Bis vor wenigen Tagen war ich zusammen mit Martin in Nijmegen, um den dortigen Viertagesmarsch zu absolvieren, der jedoch nach dem ersten Tag abgebrochen wird. Ich reise für ein paar Tage kurzentschlossen in meine Lieblingsstadt, um dort ein paar Tage zu entspannen. In Lübars schlendere ich bei strahlendem Sonnenschein durch die Felder, als mir an einem Radweg das unscheinbare Schild „Berliner Mauerweg“ auffällt.
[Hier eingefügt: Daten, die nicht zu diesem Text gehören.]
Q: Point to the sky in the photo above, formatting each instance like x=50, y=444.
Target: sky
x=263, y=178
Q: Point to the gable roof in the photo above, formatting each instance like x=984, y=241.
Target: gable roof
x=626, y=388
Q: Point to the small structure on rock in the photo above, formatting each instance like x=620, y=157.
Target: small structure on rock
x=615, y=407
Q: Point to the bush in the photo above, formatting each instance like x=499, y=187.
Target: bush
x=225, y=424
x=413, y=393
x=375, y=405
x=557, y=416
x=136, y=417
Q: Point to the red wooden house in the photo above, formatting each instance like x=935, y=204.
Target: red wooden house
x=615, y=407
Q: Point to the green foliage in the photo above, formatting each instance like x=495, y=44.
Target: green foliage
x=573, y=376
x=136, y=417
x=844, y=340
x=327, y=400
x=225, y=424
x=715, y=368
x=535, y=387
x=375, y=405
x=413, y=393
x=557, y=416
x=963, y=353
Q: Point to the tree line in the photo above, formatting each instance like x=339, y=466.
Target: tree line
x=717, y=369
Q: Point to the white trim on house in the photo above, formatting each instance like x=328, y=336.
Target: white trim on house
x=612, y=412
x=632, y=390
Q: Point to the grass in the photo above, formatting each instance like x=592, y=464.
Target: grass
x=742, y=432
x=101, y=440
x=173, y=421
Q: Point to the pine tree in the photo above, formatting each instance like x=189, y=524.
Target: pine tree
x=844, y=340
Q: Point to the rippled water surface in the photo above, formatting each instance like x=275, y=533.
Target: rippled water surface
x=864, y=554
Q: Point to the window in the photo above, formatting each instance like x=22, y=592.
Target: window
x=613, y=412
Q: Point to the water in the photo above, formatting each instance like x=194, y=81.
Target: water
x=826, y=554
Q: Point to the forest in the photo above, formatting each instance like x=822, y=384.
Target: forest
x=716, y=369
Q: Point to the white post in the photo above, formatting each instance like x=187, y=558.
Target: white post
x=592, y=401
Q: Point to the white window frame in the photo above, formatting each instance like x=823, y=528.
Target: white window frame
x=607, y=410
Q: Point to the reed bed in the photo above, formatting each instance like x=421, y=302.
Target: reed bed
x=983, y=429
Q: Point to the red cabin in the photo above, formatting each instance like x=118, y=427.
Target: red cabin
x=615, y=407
Der Weg sieht einladend aus und der Blick auf den Fernsehturm, der erreichbar nah, aber doch weit genug weg erscheint, macht Lust auf einen kleinen Walk…

Der Fernsehturm wird stetig größer und ich bemerke immer mehr Mauerweg-Schilder. Sollte es gar möglich sein, die komplette ehemalige Mauer abzuwandern. Wie weit mag das sein?

November 2006
Ich habe mich selbst überredet, den Mauerweg in Etappen abzuwandern. Dies hat nicht sehr lange gedauert. Ich beschließe, Mitstreiter zu suchen und stelle meine Idee bei LA und Mitwalken.de vor. Zu meiner großen Freude finden sich schnell potentielle Mitwalker. Harriersand verlinkt eine kleine Fotoserie von einem anderen Mauerweg-Lauf und sorgt dafür, dass ich binnen weniger Tage im Zug Richtung Berlin sitze, um mir den Weg schon mal testweise live anzuschauen. Getreu meinem Motto „Schnell angehen und dann langsam eingehen“ wandere ich den Weg in der Dosierung 67-40-34-20 ab. Aufgrund meines überragenden Talents für Timing gelingt es mir dabei, die optisch reizvollste Siedlung (Invalidensiedlung) im Stockdunklen zu durchqueren. Gut gemacht, Georg!

März/April 2007
Der Beginn der Walking-Saison ist völlig missraten. Ich schleppe mich trotz des hervorragenden Wetters von Erkältung zu Erkältung. Den 6-Stunden-Lauf in Rotenburg breche ich ab; der Halbmarathon in Berlin funktioniert nur mit angezogener Handbremse. Ich bin deprimiert und meine Vorfreude auf den Mauerwalk sinkt rapide.

02.05.2007
Nach 4 Stunden Fahrt trifft mein ICE in Berlin ein. Es ist strahlender Sonnenschein. Ich sehe das sich spiegelnde Licht in der Kuppel des Reichstags, das Brandenburger Tor, den Fernsehturm. Hier werden wir starten und hoffentlich nach 4 Tagen wieder wohlbehalten ankommen. Wir, das sind Eddi, Martin und ich. Eine angenehme Nervosität stellt sich ein und verdrängt allmählich die trüben Gedanken der letzten Wochen. Ich checke im Hotel ein und besuche Martin und Helga in der Regenbogenfabrik. Wenig später gesellt sich Eddi zu der kleinen Runde. Beim Inder füllen wir die Kraftreserven für die nächsten Tage auf. Eddi erzählt, welche Umfänge ihr bisheriges Walking-Training so hatte. Für einen kurzen Moment huscht mir der Gedanke durch den Kopf, dass ihre Teilnahme am Mauerwalk doch sehr ambitioniert ist.
03.05.2007
Punkt 9 Uhr treffen wir uns am Brandenburger Tor. Im Hinterkopf haben wir immer noch die vage Hoffnung, dass sich noch der Eine oder Andere zu uns gesellen wird. Dieser Gedanke verblasst jedoch mit der Zeit. Helga möchte offenbar möglichst entspannte Walker-Gesichter auf die Speicherkarte der Kamera bannen – und welcher Zeitpunkt eignet sich hierzu besser als der Beginn der ersten Etappe.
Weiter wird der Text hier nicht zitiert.